Now that we know there names, we can write code to add in a new column and assign it by what the site ID says:
metadata <- metadata %>%
mutate(country = case_when(
Site_ID %in% c("BUN", "KAR", "ENT", "KCH") ~ "Uganda",
Site_ID %in% c("BTT", "THI", "KED", "MIN", "NGO", "PKT") ~ "Senegal",
Site_ID == "AWK" ~ "Nigeria",
Site_ID == "MASC" ~ "Mauritius",
Site_ID %in% c("ABK" , "GND" , "KAK" , "KBO" , "KWA" , "RAB" , "SHM", "VMB", "RABaaf", "RABd") ~ "Kenya",
Site_ID %in% c("BOA", "KIN", "KUM") ~ "Ghana",
Site_ID %in% c("FCV", "LBV", "LPV") ~ "Gabon",
Site_ID %in% c("BGR", "OGD", "OHI", "GOU") ~ "Burkina Faso",
Site_ID == "SAN" ~ "Brazil",
Site_ID == "BKK" ~ "Thailand"
))Look at the metadata file again with View(metadata) to check if it worked! There should be a new column called country
Class Exercise 2
Now let’s plot another PCA with PC1 and PC2, but this time color by country
This graph should be a lot more informative! We see that the points on PC1 and PC2 are heavily grouping by country.

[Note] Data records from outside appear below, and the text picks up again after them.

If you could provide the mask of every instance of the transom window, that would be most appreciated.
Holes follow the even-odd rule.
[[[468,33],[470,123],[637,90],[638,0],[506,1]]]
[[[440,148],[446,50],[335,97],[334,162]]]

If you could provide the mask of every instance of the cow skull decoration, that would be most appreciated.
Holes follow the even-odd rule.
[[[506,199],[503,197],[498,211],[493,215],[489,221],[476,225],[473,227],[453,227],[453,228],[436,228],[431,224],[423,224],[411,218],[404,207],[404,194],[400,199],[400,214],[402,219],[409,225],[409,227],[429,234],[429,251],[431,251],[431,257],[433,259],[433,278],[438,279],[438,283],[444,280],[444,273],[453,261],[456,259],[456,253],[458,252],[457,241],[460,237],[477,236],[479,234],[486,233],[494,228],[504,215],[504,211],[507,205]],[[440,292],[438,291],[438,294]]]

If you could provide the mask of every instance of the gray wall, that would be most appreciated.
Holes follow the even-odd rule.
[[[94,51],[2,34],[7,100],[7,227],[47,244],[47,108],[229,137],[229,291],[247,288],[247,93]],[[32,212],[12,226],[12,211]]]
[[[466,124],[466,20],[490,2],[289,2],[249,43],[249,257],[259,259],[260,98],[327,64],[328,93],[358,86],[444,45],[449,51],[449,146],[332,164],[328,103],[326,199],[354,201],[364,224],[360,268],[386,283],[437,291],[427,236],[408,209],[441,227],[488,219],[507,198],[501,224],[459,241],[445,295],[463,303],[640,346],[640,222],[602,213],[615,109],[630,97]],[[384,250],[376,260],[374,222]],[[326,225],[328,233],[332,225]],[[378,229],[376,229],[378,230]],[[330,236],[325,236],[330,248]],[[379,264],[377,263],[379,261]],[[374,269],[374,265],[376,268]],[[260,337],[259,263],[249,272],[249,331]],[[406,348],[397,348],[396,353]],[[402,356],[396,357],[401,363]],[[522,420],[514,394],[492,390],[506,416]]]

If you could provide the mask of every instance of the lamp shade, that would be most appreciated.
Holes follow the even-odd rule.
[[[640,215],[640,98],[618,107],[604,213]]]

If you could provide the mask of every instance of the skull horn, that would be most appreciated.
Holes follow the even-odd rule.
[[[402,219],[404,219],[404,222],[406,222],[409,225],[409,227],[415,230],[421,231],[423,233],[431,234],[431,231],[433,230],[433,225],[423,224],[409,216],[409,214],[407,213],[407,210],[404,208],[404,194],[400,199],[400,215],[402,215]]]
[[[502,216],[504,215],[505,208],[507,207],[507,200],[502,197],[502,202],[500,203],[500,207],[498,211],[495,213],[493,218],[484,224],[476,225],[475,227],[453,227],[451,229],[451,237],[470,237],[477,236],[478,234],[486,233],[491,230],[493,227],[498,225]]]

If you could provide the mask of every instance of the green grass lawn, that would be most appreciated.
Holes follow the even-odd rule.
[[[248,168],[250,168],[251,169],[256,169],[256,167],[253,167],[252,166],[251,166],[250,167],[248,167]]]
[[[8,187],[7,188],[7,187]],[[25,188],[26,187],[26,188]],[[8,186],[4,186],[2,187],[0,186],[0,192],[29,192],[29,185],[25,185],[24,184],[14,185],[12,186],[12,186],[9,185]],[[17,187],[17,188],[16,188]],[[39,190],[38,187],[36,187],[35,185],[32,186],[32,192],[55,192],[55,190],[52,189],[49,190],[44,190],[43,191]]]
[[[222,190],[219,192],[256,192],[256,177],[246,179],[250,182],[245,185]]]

Finally let’s really customize our graph with labels, a legend and unique colors! Install/load library(RColorBrewer) for the color scheme in the pca. You can type ?RColorBrewer for a help tab to pop up where you can see the other color palettes in this package.
To get the percentages I filled into the labels you can run this code from earlier: print(pc.percent)
ggplot(tab, aes(x = EV1, y = EV2, color=as.factor(metadata$country)))+
geom_point()+
labs(x = 'PC1 10.4020498%', y='PC2 4.9636990%', color = "country")+
scale_colour_brewer(palette = "Paired")+
theme_minimal(base_size=10)
Class Exercise 3
What if we want to look at other PC axes? You can modify the code above to instead plot PC3 & 4. Just be sure to update the axis labels. What does this figure show us?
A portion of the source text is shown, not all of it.